De Dow-Jonesindex sloot de sessie nagenoeg vlak op 26.536,82 punten. De brede S&P 500 zakte 0,1 procent tot 2913,78 punten en de technologiebeurs Nasdaq ging 0,3 procent vooruit tot 7909,97 punten.
De Amerikaanse minister van Financiën Steven Mnuchin is „hoopvol” gestemd dat een handelsdeal kan worden gesloten. Later deze week ontmoeten president Donald Trump en zijn Chinese collega Xi Jinping elkaar op de G20-top in Japan.
Micron won dik 13 procent. Beleggers reageerden vooral op de opmerking over „vroege tekenen van herstel” op de markt.
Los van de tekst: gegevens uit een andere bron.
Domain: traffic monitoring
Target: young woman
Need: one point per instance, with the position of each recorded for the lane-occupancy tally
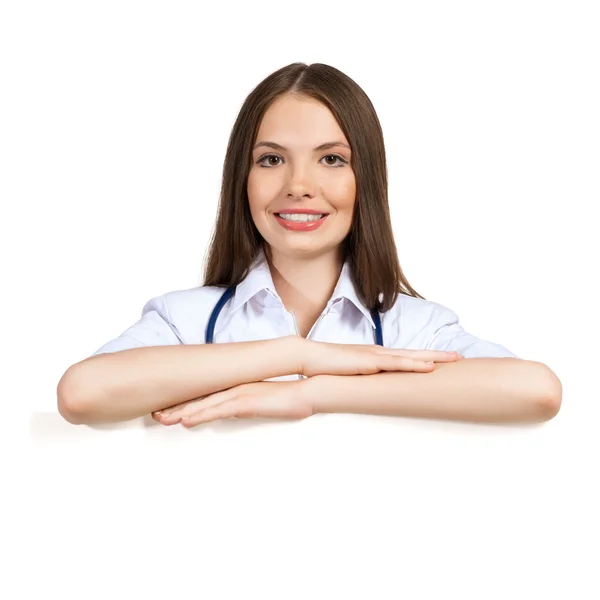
(304, 307)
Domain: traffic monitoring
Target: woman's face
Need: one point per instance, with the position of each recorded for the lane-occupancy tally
(296, 176)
In het kielzog van Micron wonnen branchegenoten Intel, Advanced Micro Devices (AMD), NXP Semiconductor, Texas Instruments, Nvidia en Qualcomm tot 5,1 procent.
Broadcom stond ook in de belangstelling. De Europese Commissie stelt een onderzoek in naar machtsmisbruik door de chipmaker. Broadcom heeft mogelijk zijn afnemers door clausules in contracten verboden zaken te doen met concurrenten. Het aandeel won 1,8 procent. Facebook en Google verloren tot 0,7 procent na opmerkingen van Trump dat hij de techreuzen mogelijk aanklaagt.
Boeing steeg 1,5 procent. De eerste vluchten met de gewraakte Boeing 737 MAX zullen mogelijk tegen het einde van de zomer plaatsvinden. Verder voert het bedrijf onderhandelingen met maatschappijen over een compensatie voor geleden schade vanwege het verplicht aan de grond houden van de toestellen.
Levensmiddelenconcern General Mills, bekend van merken als Cheerios, Bugles en Häagen-Dazs, leverde 4,5 procent in na cijfers. Ook technologieconcern BlackBerry opende de boeken en dat speelde bijna 9 procent kwijt. Resultaten van pakketbezorger FedEx (plus 2,5 procent) werden wel goed ontvangen.
De euro was 1,1367 dollar waard, tegen 1,1385 dollar bij het slot in Europa. De prijs van een vat Amerikaanse olie steeg 2,4 procent tot 59,24 dollar. Brentolie kostte 1,8 procent meer op 66,26 dollar per vat.